Binaların girişlerinde o binayla ilgili özel ve önemli
bilgilere de yer verilmekte. İşte size bilmece: meydandaki binaların birinde
Belçika İşçi Partisinin kongresi oldu ve kongrenin onur konuğu da Karl Marx. Bu
binayı bulmadan gelmeyin.
Grand Platz’ın etrafındaki caddeler Gar du Nord’dan gar du
Midi’ye kadar mağaza ve kafelerle dolu. Yavaş yavaş gezebilirsiniz bu
sokaklarda. Meydanın karşısında tarihi bir galeriye denk geleceksiniz. Galeries
St Hubert, hoş bir tarihi alışveriş merkezi. İçinde ufak dükkanlarda pahalı ama
şık ayakkabılar, çantalar, şapkalar alabilirsiniz.
Bu bölgeden Midi üzerinden yukarı doğru yürümeye devam
ettiğinizde St Michael katedrali karşınıza çıkacak. Katedral gezmekten
bıkmadıysanız içeriye göz atabilirsiniz. Katedralin ardından devam ettiğinizde
büyük bir park göreceksiniz. Parkın bir ucunda kraliyet sarayı yer alıyor, diğer
ucunda da hükümet binası. İki binayı da seyredebilir, parkta biraz
dinlenebilirsiniz.
Buradan devam ettiğinizde ise karşınıza Avrupa Birliği
kurumları çıkacak. Birbirine paralel sokaklar halinde sıra sıra binalarda
Avrupa Birliği’nin binaları yer alıyor. Avrupa Parlamentosu, Avrupa Komisyonu,
Komisyona bağlı komiteler bu binalarda konuşlanmış durumda. TV’lerde gördüğünüz
Komisyon ve Parlamento binaları önünde fotoğraf çektirmek ve havayı solumak
için bu sokakları arşınlayabilirsiniz. Bu bölge zaten gayet kozmopolit, herkes
takım elbiseli, işinde gücünde, bürokrasiyi/avrokratlara ev sahipliği yapıyor.
Bu topluluğun kendilerine has bazı özellikleri de var,
mesela Cuma değil Perşembe akşamı barlarda buluşup eğleniyorlar ve Cuma günü
yüzlerce insanın bavullarını çekeleyerek garlardan memleketlerine haftasonu
tatili için gittiğine tanık olabilirsiniz.

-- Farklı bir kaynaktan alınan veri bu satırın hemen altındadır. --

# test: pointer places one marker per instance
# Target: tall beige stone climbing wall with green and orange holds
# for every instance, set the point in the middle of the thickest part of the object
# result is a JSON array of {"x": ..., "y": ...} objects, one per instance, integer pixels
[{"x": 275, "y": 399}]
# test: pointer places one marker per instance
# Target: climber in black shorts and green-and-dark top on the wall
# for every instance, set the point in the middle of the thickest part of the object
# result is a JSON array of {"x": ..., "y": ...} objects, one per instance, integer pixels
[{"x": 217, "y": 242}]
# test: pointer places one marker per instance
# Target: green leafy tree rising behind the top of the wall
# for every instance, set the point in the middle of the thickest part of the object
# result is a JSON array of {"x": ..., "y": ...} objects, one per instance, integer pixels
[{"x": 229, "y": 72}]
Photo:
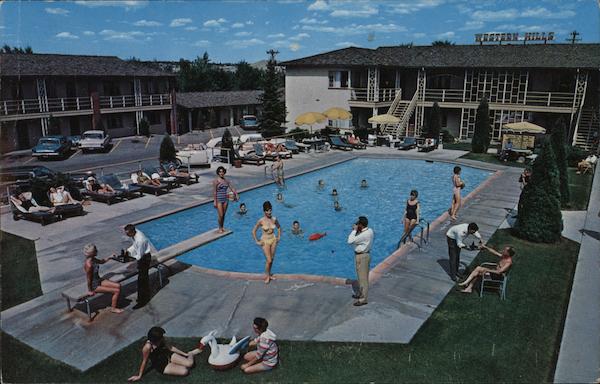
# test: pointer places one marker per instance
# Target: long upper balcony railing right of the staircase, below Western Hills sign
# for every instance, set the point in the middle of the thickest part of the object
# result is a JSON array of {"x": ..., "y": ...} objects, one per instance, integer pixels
[{"x": 545, "y": 99}]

Dönüşte başka bir yol kullanmak isterseniz araba yolunu
takip edebilirsiniz. Konsoloslukları geçtikten sonra Botanik Bahçesini
göreceksiniz. Bahçenin yanındaki mahalle ise Türk mahallesi. Bu yolu takip
ederek Kuzey Garı bölgesine gelebilirsiniz.

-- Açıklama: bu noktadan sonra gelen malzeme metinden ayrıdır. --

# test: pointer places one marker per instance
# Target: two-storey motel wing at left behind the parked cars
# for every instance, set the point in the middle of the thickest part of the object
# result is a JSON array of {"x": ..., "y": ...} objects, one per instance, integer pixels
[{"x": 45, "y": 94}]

Brüksel kısa bir seyahat için yeterli bir şehir. Gelmişken Brugge,
Leuven, Amsterdam gibi yakın şehirlere gidebilirsiniz. Hatta Londra veya Paris’e
doğru da uzanabilirsiniz. Brüksel’e tren ve otobüs bulmak da gayet rahat. İsviçre’den
dahi doğrudan trenle Brüksel’e gidebilirsiniz.